Grippe aviaire : notre avenir est "très incertain", selon une productrice de foie gras

Environ 800 000 animaux sont concernés par la première phase d\'abattage, dans le sud-ouest de la France.
Environ 800 000 animaux sont concernés par la première phase d'abattage, dans le sud-ouest de la France. (LE DEODIC DAVID / MAXPPP)

Marie-Hélène Cazaubon, éleveuse et élue FDSEA des Landes, a expliqué, vendredi sur franceinfo, que l'abattage de milliers de canards pour endiguer l'épidémie de grippe aviaire, est un coup dur pour les exploitations malgré la promesse d'être indemnisé.

L’abattage de centaines de milliers de canards a commencé pour tenter d’endiguer l’épidémie de grippe aviaire dans le sud-ouest de la France. 150 communes des départements du Gers, des Hautes-Pyrénées, des Landes et des Pyrénées-Atlantiques sont concernées. Ce nouvel épisode d’abattage est un coup dur pour les éleveurs.

"C’est très difficile à vivre", a réagi Marie-Hélène Cazaubon, présidente de la commission Agricultrices de la Fédération départementale des syndicats d'exploitants agricoles (FDSEA) des Landes, vendredi 6 janvier sur franceinfo. Ses 9 000 animaux vont être abattus. Concernant son avenir financier, il reste "très incertain", a expliqué la productrice à Montsoué dans les Landes.

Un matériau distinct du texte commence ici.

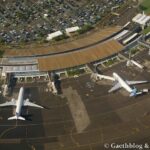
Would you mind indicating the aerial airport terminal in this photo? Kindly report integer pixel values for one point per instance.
(74, 74)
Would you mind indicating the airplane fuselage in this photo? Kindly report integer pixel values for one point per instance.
(122, 82)
(19, 102)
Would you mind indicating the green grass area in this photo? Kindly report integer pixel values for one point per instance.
(110, 62)
(145, 6)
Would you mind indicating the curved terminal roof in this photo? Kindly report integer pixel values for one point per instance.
(62, 47)
(76, 58)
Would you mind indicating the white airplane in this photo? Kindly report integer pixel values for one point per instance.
(121, 83)
(133, 62)
(19, 103)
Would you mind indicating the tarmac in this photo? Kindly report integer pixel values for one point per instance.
(83, 117)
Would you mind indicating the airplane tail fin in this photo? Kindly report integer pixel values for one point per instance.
(135, 92)
(16, 118)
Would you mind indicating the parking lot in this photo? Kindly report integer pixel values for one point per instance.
(84, 117)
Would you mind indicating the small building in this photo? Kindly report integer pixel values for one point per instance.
(71, 30)
(141, 19)
(53, 35)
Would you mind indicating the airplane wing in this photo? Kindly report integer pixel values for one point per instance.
(135, 82)
(28, 103)
(115, 87)
(11, 103)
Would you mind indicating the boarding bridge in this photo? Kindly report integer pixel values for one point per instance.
(146, 45)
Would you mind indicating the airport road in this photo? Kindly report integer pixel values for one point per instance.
(61, 126)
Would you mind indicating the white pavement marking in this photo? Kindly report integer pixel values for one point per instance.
(77, 108)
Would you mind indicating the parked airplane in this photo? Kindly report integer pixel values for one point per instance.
(121, 83)
(19, 103)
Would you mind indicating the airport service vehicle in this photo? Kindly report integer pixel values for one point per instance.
(19, 103)
(120, 83)
(133, 62)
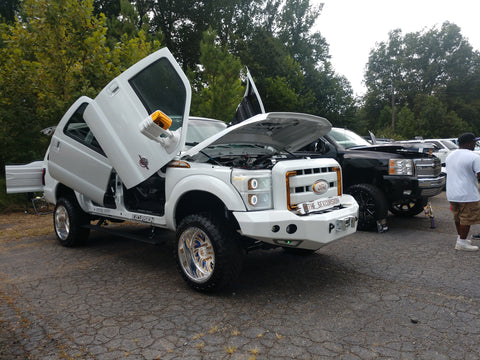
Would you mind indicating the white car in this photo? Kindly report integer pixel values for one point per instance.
(122, 156)
(440, 147)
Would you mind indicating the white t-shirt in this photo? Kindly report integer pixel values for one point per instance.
(462, 183)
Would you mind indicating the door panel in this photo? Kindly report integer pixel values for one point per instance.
(118, 113)
(76, 158)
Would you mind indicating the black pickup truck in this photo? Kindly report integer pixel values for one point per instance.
(381, 177)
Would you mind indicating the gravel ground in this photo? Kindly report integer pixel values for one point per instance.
(404, 294)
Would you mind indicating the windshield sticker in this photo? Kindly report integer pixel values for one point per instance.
(143, 162)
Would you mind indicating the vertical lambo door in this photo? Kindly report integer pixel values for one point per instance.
(139, 120)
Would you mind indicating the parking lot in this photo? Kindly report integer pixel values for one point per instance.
(404, 294)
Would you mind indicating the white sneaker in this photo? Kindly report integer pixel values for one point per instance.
(465, 245)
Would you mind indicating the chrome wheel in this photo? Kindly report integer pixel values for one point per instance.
(196, 255)
(62, 222)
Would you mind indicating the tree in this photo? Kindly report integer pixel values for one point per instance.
(54, 53)
(218, 85)
(431, 63)
(8, 9)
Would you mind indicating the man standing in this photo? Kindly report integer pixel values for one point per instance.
(463, 172)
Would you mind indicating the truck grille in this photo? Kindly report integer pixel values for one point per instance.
(300, 184)
(427, 167)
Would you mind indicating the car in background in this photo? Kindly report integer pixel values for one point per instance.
(440, 147)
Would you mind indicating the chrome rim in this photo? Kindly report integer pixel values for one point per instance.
(62, 222)
(196, 254)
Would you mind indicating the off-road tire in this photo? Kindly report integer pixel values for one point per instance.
(372, 205)
(207, 252)
(68, 221)
(408, 207)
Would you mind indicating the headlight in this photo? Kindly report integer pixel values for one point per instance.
(400, 167)
(255, 187)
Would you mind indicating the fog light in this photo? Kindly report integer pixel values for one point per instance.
(291, 229)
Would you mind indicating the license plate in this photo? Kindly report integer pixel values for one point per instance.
(317, 205)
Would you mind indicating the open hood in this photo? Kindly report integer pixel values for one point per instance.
(281, 130)
(251, 103)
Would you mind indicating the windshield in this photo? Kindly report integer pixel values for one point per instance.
(159, 87)
(347, 138)
(201, 129)
(449, 144)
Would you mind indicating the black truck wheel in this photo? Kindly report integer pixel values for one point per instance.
(372, 205)
(207, 253)
(68, 221)
(408, 207)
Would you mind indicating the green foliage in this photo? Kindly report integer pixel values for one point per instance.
(219, 89)
(434, 74)
(54, 53)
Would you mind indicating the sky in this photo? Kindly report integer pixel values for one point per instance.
(353, 27)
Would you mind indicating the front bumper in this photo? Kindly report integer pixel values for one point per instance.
(312, 231)
(400, 187)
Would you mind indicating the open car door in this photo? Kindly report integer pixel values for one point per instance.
(139, 121)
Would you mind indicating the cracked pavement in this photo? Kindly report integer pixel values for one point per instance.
(404, 294)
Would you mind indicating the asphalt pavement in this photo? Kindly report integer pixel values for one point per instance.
(403, 294)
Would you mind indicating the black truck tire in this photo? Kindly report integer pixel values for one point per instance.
(207, 252)
(372, 205)
(68, 221)
(408, 207)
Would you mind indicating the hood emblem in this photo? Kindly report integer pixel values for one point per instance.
(143, 162)
(320, 187)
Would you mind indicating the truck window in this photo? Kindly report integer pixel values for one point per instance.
(78, 130)
(159, 87)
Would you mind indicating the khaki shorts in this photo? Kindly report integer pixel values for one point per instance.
(466, 213)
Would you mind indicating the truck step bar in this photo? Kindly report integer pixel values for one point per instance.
(150, 235)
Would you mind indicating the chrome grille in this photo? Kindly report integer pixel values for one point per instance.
(301, 184)
(427, 167)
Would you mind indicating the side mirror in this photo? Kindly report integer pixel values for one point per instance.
(322, 146)
(156, 125)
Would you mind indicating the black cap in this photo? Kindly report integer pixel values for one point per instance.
(467, 138)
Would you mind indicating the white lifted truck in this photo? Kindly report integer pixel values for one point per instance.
(121, 156)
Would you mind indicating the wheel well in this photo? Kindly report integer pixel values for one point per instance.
(195, 202)
(64, 191)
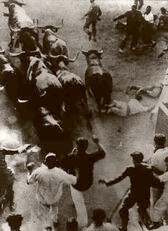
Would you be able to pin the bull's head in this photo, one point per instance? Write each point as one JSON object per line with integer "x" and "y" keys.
{"x": 51, "y": 28}
{"x": 61, "y": 61}
{"x": 93, "y": 55}
{"x": 5, "y": 66}
{"x": 28, "y": 37}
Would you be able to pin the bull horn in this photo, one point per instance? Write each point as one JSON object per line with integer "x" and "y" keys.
{"x": 100, "y": 52}
{"x": 84, "y": 52}
{"x": 57, "y": 56}
{"x": 75, "y": 58}
{"x": 23, "y": 100}
{"x": 15, "y": 30}
{"x": 16, "y": 54}
{"x": 59, "y": 27}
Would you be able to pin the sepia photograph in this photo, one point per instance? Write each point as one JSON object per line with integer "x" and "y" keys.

Une indemnisation pour chaque animal abattu

La situation inquiète aussi les pouvoirs publics. "Une réunion publique avec tous les acteurs de la filière a été organisée par le préfet des Landes, jeudi", a déclaré Marie-Hélène Cazaubon. Lors de cette entrevue Frédéric Perissat, le préfet des Landes, a fait la promesse que pour "tous les animaux qui seraient abattus, nous serions indemnisés", a rapporté l'éleveuse.

Cependant, l'élevage "n’est qu’une partie de notre travail", a précisé Marie-Hélène Cazaubon. Mon travail c’est d’engraisser les animaux et de faire du foie gras. De ce côté-là, je n’ai aucune certitude". Après la fin de l'abattage, prévu autour du 20 janvier, des analyses seront effectuées. 

Ce qui est très difficile, c’est de ne pas savoir à quel moment on pourra reprendre notre activitéMarie-Hélène Cazaubon
productrice dans les Landes
à franceinfo

"Nous sommes concernés par une zone dite de sécurité, a poursuivi l'élue de la FDSEA des Landes. Nous n’avons pas de cas déclarés sur mon secteur, mais à 10 kilomètres de chez moi, si". Malgré cela, "les pouvoirs publics ont décidé la mise en place de ces mesures de dépeuplement, en supprimant les animaux présents car ils ont été élevés en plein air", a indiqué la productrice de foie gras.

"C’est très insidieux comme circulation de virus, a reconnu Marie-Hélène Cazaubon. Tout le monde a eu l’impression de pouvoir résoudre la situation. Or, l'hiver est une période où il y a beaucoup d’animaux sur les exploitations. C'est la période des conserves. C’est ce qui fait entre autres, que l'épidémie s’est développée plus facilement".